My favorite sessions from AWS re:Invent 2018

Small curated list of some my favorite sessions from re:Invent 2018 related to things I like: scalability, resiliency, chaos engineering and (global) architecture.

Some of these talks are great for their content, some are great for their speaker, some are just great. All have very interesting things to take home to think about and learn from. As for the 1000 other sessions from re:Invent, no discrimination, I just can’t like nor check every talk :)So, if you think I missed a really great or important session, please do write a comment! Thanks.


Close Loops & Opening Minds: How to Take Control of Systems, Big & Small (ARC337)

Whether it’s distributing configurations and customer settings, launching instances, or responding to surges in load, having a great control plane is key to the success of any system or service. Come hear about the techniques we use to build stable and scalable control planes at Amazon. We dive deep into the designs that power the most reliable systems at AWS. We share hard-earned operational lessons and explain academic control theory in easy-to-apply patterns and principles that are immediately useful in your own designs.

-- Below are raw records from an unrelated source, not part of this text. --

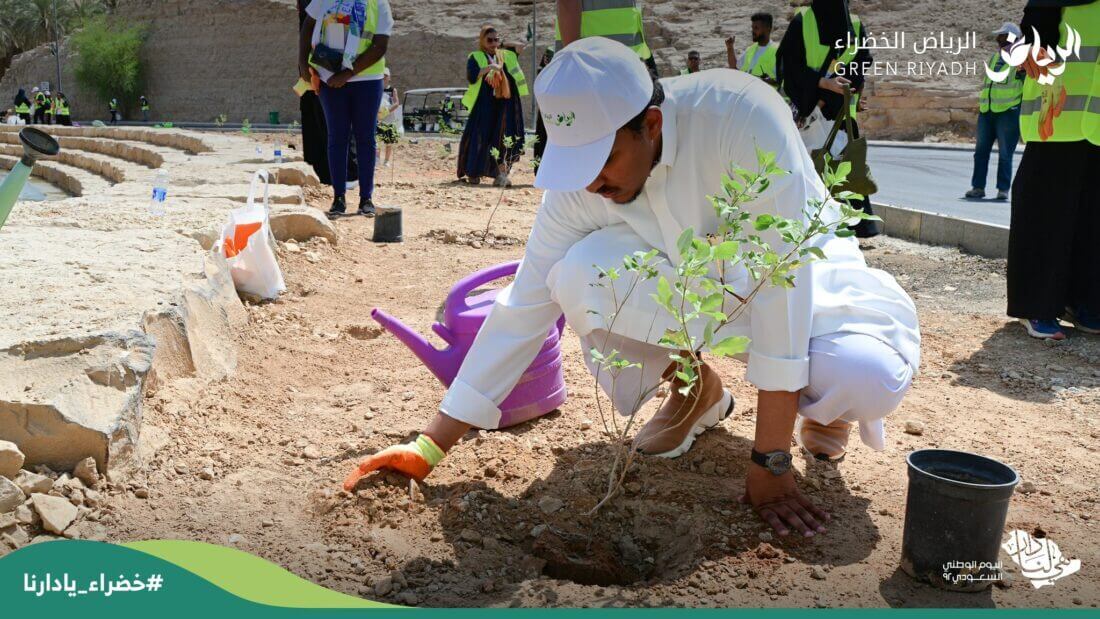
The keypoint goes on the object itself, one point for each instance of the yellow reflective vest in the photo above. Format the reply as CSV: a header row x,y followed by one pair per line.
x,y
370,26
510,64
1000,97
1076,90
618,20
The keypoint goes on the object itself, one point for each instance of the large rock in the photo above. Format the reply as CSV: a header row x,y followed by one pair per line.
x,y
56,512
10,495
301,224
11,460
32,483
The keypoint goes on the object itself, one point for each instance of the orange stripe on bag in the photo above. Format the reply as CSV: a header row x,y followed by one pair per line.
x,y
240,240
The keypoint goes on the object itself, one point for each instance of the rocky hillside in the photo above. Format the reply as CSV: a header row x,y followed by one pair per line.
x,y
206,59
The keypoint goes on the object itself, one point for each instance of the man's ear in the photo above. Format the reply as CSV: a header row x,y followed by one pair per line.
x,y
655,121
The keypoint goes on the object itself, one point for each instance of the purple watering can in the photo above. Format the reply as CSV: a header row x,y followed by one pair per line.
x,y
540,389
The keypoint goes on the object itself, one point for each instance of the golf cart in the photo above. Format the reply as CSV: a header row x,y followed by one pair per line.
x,y
428,110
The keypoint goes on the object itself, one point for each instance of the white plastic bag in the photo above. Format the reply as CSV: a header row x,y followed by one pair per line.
x,y
249,246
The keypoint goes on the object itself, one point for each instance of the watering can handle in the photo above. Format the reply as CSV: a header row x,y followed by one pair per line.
x,y
457,300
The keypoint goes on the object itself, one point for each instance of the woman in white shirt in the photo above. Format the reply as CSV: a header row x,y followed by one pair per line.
x,y
345,42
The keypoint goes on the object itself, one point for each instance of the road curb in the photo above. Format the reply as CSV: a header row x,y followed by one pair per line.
x,y
982,239
924,145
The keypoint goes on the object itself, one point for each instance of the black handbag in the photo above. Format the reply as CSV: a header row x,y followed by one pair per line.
x,y
859,179
328,57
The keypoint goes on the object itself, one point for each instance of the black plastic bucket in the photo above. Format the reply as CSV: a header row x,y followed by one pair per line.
x,y
955,516
387,225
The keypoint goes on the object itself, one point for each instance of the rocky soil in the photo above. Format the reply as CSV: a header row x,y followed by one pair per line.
x,y
255,460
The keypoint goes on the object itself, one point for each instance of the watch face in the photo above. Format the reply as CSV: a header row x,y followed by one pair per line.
x,y
779,462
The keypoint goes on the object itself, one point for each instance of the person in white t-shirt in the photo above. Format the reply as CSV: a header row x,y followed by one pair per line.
x,y
345,42
633,166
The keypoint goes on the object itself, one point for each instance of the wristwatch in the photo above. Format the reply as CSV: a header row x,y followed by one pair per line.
x,y
777,463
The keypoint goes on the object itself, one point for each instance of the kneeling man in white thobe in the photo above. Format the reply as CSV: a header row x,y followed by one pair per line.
x,y
629,165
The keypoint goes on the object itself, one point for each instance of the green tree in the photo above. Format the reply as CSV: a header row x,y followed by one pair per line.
x,y
108,61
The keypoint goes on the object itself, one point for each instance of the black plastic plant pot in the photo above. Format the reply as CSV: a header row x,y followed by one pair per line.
x,y
955,516
387,225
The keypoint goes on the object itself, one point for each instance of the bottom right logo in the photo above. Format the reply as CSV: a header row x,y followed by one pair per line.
x,y
1038,557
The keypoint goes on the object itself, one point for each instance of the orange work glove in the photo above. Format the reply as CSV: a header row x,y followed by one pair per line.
x,y
416,460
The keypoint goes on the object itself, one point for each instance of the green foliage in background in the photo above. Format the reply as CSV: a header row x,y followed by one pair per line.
x,y
109,61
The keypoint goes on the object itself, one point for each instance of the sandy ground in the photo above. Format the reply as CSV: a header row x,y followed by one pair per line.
x,y
255,461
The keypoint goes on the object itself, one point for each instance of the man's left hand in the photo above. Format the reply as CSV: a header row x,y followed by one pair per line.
x,y
777,499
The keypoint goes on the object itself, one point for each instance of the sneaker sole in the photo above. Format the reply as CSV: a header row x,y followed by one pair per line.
x,y
1038,334
811,455
714,416
1071,318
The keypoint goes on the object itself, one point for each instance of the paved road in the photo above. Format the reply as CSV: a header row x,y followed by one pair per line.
x,y
934,180
36,189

Chaos Engineering and Scalability at Audible.com (ARC308)

At Audible, we have invested in chaos engineering. In this session, we describe the experiment frameworks and some of the testing we’ve done on AWS, including using serverless technologies. We also discuss the scalability testing that we performed in order to gain full confidence in our entire system.


Globalizing Player Accounts at Riot Games While Maintaining Availability (ARC314)

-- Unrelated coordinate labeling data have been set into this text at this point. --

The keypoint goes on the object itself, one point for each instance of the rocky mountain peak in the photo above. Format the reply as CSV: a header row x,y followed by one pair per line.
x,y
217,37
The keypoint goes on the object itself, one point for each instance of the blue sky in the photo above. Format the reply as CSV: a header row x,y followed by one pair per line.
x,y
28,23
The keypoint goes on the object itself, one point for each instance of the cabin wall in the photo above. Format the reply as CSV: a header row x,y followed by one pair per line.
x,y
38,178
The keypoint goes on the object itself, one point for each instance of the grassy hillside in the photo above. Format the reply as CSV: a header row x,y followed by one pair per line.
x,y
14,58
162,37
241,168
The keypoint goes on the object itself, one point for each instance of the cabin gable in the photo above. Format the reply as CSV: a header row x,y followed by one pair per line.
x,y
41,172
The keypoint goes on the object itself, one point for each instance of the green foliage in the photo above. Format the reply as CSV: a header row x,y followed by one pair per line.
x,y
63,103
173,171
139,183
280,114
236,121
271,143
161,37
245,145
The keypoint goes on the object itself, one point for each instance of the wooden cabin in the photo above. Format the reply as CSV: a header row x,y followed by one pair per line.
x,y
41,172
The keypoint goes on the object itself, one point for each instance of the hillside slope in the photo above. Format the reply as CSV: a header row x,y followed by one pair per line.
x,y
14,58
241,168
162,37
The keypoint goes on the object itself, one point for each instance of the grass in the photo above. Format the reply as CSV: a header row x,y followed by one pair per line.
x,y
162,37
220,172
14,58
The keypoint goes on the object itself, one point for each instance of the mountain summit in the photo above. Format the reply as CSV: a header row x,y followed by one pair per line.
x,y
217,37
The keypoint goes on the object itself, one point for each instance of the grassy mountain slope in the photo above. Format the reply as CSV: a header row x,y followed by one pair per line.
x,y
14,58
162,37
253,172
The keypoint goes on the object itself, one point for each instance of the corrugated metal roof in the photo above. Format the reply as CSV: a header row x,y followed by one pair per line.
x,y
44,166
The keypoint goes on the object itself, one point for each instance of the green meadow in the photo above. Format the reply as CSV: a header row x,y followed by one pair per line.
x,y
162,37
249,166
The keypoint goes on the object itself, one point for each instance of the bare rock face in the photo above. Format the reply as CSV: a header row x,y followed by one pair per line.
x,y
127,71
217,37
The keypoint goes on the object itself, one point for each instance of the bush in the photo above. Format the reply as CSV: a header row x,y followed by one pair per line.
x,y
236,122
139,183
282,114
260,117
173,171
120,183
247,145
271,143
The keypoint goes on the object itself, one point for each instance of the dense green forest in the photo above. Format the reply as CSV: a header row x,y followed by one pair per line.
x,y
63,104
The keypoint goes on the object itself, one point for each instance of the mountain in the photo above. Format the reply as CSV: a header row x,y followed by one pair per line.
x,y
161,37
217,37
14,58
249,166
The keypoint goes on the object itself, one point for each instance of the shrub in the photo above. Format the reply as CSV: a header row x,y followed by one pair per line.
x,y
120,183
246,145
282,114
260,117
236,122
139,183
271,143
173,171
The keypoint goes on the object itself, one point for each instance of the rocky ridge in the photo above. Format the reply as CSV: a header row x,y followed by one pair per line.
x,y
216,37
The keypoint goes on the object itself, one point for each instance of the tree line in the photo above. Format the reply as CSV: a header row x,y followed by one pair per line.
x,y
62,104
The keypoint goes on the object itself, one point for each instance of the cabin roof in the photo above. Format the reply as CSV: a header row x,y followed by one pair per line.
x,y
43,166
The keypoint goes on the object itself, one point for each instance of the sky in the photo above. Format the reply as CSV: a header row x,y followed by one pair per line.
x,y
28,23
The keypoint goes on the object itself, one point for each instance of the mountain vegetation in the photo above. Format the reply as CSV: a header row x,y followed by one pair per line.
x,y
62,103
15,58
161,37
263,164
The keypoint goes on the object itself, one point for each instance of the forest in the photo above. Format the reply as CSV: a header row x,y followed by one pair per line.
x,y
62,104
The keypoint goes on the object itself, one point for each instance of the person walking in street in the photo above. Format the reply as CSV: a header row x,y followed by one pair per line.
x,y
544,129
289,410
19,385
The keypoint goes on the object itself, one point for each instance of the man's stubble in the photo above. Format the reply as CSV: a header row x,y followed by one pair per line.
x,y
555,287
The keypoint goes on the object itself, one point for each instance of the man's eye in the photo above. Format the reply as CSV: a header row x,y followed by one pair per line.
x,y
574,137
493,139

The Player Accounts team at Riot Games needed to consolidate the player account infrastructure and provide a single, global accounts system for the League of Legends player base. To do this, they migrated hundreds of millions of player accounts into a consolidated, globally replicated composite database cluster in AWS. This provided higher fault tolerance and lower latency access to account data. In this talk, we discuss this effort to migrate eight disparate database clusters into AWS as a single composite database cluster replicated in four different AWS regions, provisioned with terraform, and managed and operated by Ansible.


How AWS Minimizes the Blast Radius of Failures (ARC338)

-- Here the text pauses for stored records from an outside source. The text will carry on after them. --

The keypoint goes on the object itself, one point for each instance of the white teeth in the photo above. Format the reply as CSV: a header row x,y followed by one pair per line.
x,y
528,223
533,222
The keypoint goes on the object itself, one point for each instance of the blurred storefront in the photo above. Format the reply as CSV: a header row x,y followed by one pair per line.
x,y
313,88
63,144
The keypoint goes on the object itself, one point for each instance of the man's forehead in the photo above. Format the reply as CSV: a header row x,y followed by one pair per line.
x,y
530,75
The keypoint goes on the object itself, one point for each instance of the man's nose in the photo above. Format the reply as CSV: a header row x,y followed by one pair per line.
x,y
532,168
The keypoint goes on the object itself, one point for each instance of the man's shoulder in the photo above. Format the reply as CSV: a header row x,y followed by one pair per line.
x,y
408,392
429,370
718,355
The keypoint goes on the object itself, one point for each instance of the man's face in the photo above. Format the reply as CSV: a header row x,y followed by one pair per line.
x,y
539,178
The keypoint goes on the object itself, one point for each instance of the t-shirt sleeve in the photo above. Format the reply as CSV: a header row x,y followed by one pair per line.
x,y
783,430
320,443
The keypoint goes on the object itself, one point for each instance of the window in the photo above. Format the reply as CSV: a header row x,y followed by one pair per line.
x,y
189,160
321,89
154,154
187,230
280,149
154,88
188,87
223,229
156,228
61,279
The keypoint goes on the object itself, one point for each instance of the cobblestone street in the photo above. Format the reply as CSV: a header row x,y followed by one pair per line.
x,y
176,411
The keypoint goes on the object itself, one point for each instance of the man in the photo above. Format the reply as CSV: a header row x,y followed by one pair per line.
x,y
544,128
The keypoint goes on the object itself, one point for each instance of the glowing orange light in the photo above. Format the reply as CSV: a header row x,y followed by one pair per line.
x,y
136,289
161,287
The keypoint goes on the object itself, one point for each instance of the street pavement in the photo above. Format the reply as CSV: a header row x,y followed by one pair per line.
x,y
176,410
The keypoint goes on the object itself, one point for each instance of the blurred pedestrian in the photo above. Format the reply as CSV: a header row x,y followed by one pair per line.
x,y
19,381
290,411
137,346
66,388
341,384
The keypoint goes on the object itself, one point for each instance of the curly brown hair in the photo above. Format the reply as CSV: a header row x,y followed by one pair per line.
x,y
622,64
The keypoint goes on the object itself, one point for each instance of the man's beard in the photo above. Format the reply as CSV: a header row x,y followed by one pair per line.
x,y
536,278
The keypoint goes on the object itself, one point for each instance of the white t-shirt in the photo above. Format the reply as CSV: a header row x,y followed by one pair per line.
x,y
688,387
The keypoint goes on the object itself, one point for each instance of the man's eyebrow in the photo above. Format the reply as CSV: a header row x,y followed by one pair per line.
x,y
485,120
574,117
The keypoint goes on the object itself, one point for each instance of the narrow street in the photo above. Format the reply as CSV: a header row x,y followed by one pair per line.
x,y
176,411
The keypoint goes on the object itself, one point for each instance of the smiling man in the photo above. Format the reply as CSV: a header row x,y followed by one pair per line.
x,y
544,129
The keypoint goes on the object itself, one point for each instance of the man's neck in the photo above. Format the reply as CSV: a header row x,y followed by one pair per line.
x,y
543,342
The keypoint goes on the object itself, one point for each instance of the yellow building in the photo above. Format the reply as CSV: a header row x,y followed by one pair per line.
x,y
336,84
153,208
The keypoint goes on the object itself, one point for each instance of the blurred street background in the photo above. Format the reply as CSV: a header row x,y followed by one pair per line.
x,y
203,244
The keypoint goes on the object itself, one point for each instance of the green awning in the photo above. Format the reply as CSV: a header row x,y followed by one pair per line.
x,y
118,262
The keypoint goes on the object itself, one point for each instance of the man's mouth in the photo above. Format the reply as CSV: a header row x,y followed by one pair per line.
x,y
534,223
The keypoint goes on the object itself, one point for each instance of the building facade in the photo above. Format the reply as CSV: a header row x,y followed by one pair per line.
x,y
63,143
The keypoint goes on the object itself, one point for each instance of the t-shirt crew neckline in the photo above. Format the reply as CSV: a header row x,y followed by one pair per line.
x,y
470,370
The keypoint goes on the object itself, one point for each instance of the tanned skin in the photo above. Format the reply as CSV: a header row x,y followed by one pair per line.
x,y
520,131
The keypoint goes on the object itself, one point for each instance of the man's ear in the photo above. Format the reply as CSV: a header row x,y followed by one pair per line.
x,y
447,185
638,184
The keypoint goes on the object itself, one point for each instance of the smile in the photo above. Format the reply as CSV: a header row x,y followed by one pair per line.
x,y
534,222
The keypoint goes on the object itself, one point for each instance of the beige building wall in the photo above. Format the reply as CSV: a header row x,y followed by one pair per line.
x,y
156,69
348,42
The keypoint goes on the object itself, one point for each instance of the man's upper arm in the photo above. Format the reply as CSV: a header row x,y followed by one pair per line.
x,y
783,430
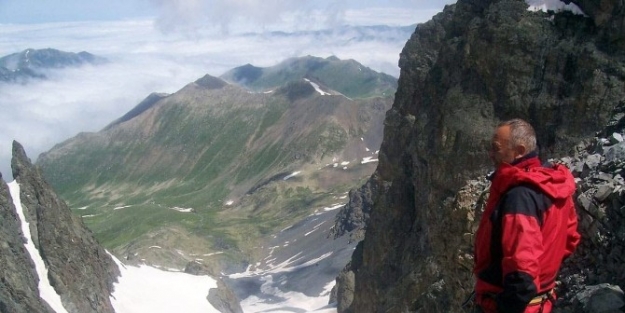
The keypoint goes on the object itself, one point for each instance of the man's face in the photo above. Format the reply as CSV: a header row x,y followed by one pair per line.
x,y
500,150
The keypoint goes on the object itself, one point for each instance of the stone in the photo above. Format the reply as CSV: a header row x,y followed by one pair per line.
x,y
616,138
604,192
602,298
615,152
594,160
62,236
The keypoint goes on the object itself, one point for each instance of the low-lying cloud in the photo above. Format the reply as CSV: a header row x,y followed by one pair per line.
x,y
144,60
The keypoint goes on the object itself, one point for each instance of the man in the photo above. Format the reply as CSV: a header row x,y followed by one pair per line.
x,y
528,228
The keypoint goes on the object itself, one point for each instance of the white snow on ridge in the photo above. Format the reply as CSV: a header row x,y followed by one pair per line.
x,y
334,207
317,88
121,207
368,160
553,5
291,175
182,210
147,289
46,291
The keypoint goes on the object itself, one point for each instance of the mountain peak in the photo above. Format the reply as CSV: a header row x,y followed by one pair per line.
x,y
211,82
18,67
347,77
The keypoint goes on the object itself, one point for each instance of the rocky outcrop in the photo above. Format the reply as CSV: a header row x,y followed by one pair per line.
x,y
222,298
473,65
80,271
353,218
18,287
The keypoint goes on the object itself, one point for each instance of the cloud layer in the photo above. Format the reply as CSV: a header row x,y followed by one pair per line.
x,y
145,60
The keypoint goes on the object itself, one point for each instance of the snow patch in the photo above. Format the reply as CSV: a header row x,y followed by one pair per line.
x,y
182,210
334,207
147,289
317,88
553,5
368,160
46,291
291,175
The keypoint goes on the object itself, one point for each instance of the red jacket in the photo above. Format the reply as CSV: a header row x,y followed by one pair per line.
x,y
528,228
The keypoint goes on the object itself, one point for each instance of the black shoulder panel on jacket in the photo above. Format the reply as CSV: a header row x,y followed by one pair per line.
x,y
525,200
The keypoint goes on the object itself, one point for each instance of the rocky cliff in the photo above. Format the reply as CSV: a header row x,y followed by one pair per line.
x,y
18,287
473,65
80,271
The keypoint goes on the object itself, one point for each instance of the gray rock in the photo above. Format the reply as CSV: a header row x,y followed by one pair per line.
x,y
604,192
224,299
80,270
602,298
616,138
19,291
593,161
615,152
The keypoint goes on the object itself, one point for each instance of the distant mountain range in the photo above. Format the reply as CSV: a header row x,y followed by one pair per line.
x,y
31,63
217,167
349,78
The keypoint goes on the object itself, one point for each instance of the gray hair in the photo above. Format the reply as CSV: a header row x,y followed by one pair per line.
x,y
521,133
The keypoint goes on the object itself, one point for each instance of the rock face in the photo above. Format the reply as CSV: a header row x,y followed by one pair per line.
x,y
475,64
80,271
18,286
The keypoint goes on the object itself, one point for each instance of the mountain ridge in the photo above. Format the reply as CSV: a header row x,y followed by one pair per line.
x,y
32,63
470,67
212,155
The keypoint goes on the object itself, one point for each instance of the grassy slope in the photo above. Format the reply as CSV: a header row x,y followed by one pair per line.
x,y
200,148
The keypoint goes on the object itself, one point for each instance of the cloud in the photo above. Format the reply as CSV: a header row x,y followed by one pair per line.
x,y
144,60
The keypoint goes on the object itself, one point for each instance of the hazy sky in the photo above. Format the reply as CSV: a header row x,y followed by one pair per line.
x,y
162,45
37,11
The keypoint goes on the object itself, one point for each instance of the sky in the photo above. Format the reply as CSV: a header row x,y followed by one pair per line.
x,y
162,45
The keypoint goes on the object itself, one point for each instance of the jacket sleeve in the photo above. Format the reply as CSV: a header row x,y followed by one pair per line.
x,y
521,248
573,237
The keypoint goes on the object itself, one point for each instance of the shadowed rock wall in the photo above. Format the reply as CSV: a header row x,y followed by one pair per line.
x,y
473,65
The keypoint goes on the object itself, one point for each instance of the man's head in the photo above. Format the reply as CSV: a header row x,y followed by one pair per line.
x,y
512,140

At AWS, we obsess over operational excellence. We have a deep understanding of system availability, informed by over a decade of experience operating the cloud and our roots of operating Amazon.com for nearly a quarter-century. One thing we’ve learned is that failures come in many forms, some expected, and some unexpected. It’s vital to build from the ground up and embrace failure. A core consideration is how to minimize the “blast radius” of any failures. In this talk, we discuss a range of blast radius reduction design techniques that we employ, including cell-based architecture, shuffle-sharding, availability zone independence, and region isolation. We also discuss how blast radius reduction infuses our operational practices.


How Intuit TurboTax Ran Entirely on AWS for 2017 Taxes (ARC307)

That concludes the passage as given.